“All Scripture is breathed out by God…” says Paul in 2 Tim. 3:16. Honestly, if you have ever had any doubt about this, you need to look at a passage like this:
“If your enemy is hungry, give him bread to eat, and if he is thirsty, give him water to drink, for you will heap burning coals on his head, and the Lord will reward you” (Proverbs 25:21-22).
It’s such a bizarre concept, isn’t it? This concept of loving your enemy.
This is not an idea that people could come with on their own. The best we can come up with on our own is “don’t fight back.” Don’t retaliate. But Jesus went so much farther than that, commanding us to repay evil with good:
To love our enemies.
But why?
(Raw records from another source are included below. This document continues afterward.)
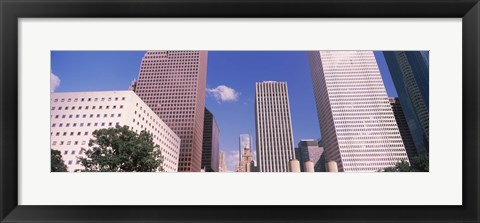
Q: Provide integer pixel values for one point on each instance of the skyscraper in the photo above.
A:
(246, 163)
(172, 84)
(76, 115)
(211, 143)
(273, 127)
(403, 127)
(409, 70)
(359, 131)
(244, 140)
(309, 150)
(222, 164)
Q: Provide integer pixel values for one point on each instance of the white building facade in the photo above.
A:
(275, 147)
(75, 115)
(358, 127)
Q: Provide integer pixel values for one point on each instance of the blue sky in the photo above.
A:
(239, 70)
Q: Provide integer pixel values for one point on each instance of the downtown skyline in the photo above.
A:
(230, 87)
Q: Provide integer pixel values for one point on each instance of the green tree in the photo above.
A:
(121, 150)
(56, 162)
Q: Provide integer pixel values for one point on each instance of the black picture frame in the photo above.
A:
(12, 10)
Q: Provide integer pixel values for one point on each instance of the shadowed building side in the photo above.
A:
(211, 143)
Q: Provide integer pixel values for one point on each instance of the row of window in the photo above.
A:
(87, 107)
(87, 99)
(85, 116)
(81, 124)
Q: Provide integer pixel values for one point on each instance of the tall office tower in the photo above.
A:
(222, 164)
(308, 150)
(403, 127)
(244, 140)
(359, 131)
(246, 163)
(75, 115)
(273, 127)
(172, 83)
(409, 72)
(211, 143)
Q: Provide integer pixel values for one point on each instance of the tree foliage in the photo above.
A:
(417, 164)
(121, 150)
(56, 161)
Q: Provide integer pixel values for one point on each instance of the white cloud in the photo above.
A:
(54, 82)
(223, 93)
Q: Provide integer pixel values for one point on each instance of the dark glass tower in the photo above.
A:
(409, 70)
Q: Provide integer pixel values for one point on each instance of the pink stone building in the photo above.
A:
(172, 84)
(358, 127)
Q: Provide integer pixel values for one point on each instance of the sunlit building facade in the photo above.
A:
(244, 141)
(75, 115)
(273, 124)
(172, 84)
(358, 127)
(309, 150)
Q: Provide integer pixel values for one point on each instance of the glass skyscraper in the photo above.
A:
(211, 143)
(409, 71)
(172, 84)
(273, 126)
(244, 141)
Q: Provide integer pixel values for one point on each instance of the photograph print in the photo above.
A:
(239, 111)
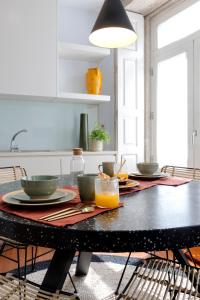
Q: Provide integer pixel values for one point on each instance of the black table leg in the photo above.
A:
(57, 270)
(83, 264)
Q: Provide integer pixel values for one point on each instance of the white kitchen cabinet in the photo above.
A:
(54, 163)
(28, 52)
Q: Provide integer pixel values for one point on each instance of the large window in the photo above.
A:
(172, 107)
(175, 87)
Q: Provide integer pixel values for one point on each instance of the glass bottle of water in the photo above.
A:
(77, 165)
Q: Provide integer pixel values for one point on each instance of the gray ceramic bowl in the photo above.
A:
(147, 168)
(41, 185)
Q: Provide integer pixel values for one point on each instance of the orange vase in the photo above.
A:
(94, 81)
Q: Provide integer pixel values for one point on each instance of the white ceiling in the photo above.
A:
(83, 4)
(143, 7)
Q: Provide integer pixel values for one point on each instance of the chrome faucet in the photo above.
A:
(13, 146)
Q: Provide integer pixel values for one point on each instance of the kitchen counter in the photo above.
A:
(41, 162)
(51, 153)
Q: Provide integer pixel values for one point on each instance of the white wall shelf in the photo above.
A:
(83, 98)
(81, 52)
(62, 97)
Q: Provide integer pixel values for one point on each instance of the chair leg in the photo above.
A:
(120, 280)
(18, 264)
(73, 284)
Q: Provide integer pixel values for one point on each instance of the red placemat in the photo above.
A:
(145, 184)
(172, 180)
(34, 213)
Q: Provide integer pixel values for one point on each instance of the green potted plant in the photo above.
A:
(97, 137)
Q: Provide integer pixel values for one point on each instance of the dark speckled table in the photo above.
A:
(158, 218)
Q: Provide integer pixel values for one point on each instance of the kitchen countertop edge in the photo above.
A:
(52, 153)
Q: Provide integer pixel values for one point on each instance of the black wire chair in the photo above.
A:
(185, 172)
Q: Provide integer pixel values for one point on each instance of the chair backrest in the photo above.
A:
(8, 174)
(192, 173)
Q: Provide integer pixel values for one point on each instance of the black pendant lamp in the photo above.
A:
(113, 28)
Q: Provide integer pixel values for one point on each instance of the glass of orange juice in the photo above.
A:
(107, 192)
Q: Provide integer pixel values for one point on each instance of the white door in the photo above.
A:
(130, 98)
(196, 128)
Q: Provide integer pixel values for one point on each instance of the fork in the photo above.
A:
(67, 212)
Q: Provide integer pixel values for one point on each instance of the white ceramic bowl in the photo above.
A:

Why should we do this? Why not just seek justice (or more correctly, vengeance)?
“[S]o that when you are slandered, those who revile your good behavior in Christ may be put to shame. For it is better to suffer for doing good, if that should be God’s will, than for doing evil” (1 Pet. 3:16-17).
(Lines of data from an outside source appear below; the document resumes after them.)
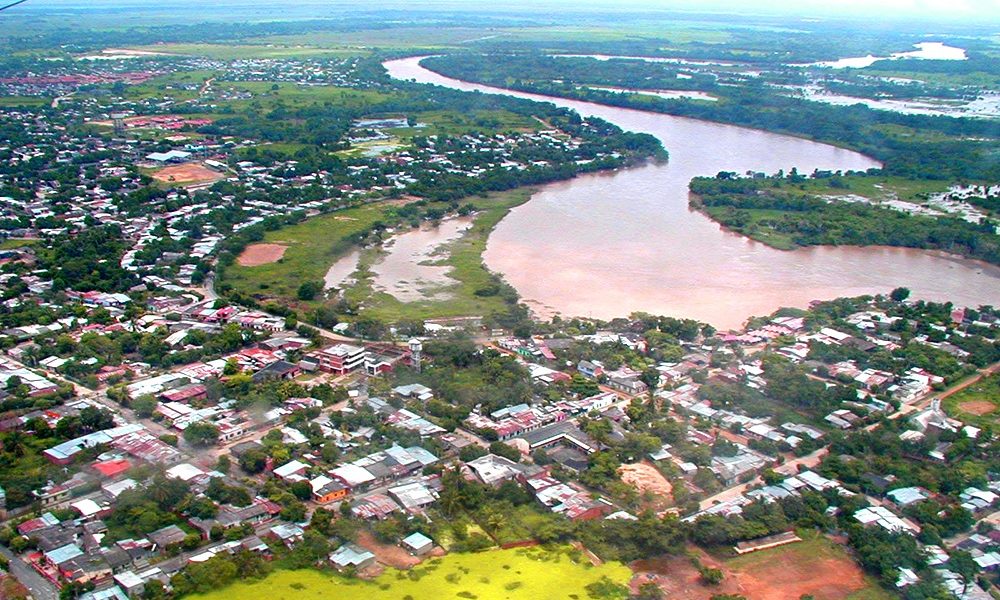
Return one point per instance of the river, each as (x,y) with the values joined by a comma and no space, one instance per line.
(605,245)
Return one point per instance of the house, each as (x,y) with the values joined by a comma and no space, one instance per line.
(288,533)
(350,555)
(590,369)
(291,471)
(279,370)
(417,544)
(167,536)
(327,490)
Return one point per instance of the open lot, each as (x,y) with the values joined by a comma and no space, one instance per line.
(816,567)
(524,573)
(644,477)
(186,173)
(261,254)
(313,246)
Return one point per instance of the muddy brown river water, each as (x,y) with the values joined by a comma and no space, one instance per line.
(606,245)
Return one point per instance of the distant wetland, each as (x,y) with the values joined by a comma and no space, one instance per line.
(604,245)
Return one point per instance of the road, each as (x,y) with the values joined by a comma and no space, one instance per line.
(919,405)
(40,588)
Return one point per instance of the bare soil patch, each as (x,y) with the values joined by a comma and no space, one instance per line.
(390,555)
(824,579)
(977,407)
(785,573)
(261,254)
(186,173)
(678,578)
(645,477)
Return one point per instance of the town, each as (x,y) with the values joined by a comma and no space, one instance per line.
(190,399)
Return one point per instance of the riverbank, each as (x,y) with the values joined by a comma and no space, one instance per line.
(476,291)
(603,245)
(311,247)
(787,213)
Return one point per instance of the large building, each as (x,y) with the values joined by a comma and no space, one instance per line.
(340,359)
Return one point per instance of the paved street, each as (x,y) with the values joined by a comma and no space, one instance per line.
(40,588)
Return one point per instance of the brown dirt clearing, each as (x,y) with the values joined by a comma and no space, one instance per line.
(977,407)
(778,574)
(261,254)
(186,173)
(644,477)
(390,555)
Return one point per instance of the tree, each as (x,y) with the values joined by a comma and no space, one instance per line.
(144,406)
(309,290)
(505,450)
(201,433)
(301,490)
(650,377)
(649,591)
(253,460)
We are told to love our enemy so that they might repent and believe.
Jesus, in Matt. 5:39-42, says, “Do not resist the one who is evil. But if anyone slaps you on the right cheek, turn to him the other also. And if anyone would sue you and take your tunic, let him have your cloak as well. And if anyone forces you to go one mile, go with him two miles. Give to the one who begs from you, and do not refuse the one who would borrow from you.”
Again, in Matt. 5:44-48, he says, “But I say to you, Love your enemies and pray for those who persecute you, so that you may be sons of your Father who is in heaven. For he makes his sun rise on the evil and on the good, and sends rain on the just and on the unjust. For if you love those who love you, what reward do you have? Do not even the tax collectors do the same? And if you greet only your brothers, what more are you doing than others? Do not even the Gentiles do the same? You therefore must be perfect, as your heavenly Father is perfect.”
This is not a political statement, nor is it a mere ideological statement. It’s an issue of holiness. It’s a fruit of the gospel taking hold in a person’s life.
“Love your enemies…” It’s an impossible command without God’s intervention. Without God, in Jesus Christ, first loving His enemies, dying in our place for our sins, there is no hope of us being able to do likewise.
If this is not true, the best we can hope for is passivity in the face of adversity. Passivity fails to bring people to repentance, only complacency.
Loving our enemies is active. It’s engaging.
Ultimately, it is convicting, humbling our enemies so that they too might repent and believe.